Take, for example, when the first die shows a 2. The only favorable outcome is (2, 1). As you progress to a 3 on the first die, the favorable outcomes increase to (3, 1) and (3, 2). This continues up to when the first die shows a 6, where possible outcomes range from (6, 1) to (6, 5).
This systematic approach to identifying favorable outcomes helps in visualizing how often our desired event occurs and forms the basis for calculating probabilities.

Understanding the total possible outcomes is one of the fundamental steps in calculating probability. When rolling two dice, each die has 6 faces, leading to a combination of outcomes.

To determine the total outcomes, multiply the number of outcomes for the first die by those of the second die. Hence, it would be:

• First die: 6 possible outcomes (1 through 6)
• Second die: 6 possible outcomes (1 through 6)

The total possible outcomes thus become: \[ 6 \times 6 = 36 \]Each outcome corresponds to one of the possible pair wise results of rolling these two dice. Represents every potential permutation of outcomes, allowing us to assess the probability of any set of favorable outcomes.
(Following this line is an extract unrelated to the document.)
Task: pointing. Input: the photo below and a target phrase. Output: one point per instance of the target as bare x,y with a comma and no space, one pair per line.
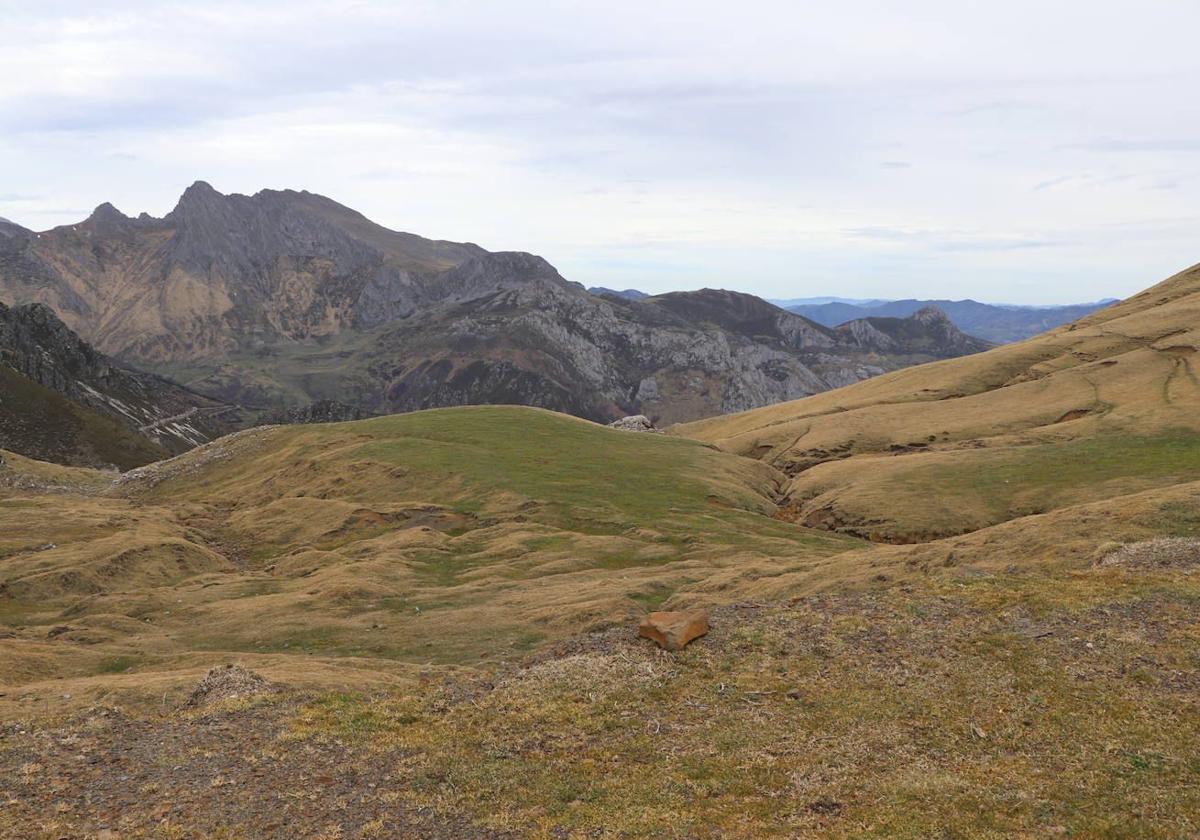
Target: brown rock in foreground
673,630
Rolling dice is a classic experiment in probability theory, often used to demonstrate the principles of random events and calculations of probability. Each die has identical faces, numbered from one to six, creating simple, yet numerous combinations when two dice are involved.
Here are a few helpful things to remember about dice rolls:

• Each die rolls independently of the other. The outcome of one does not affect the other.
• Each number on a die is equally likely to occur due to the fairness of the die.

When you roll two dice one after the other, the permutations of results are elaborate yet methodical, as seen with the exercise. This makes it easier to systematically write out and count the outcomes to find probabilities. This methodical approach to dice rolls not only aids in understanding favorable and total possible outcomes, it also serves as an ideal introduction to more complex probability problems.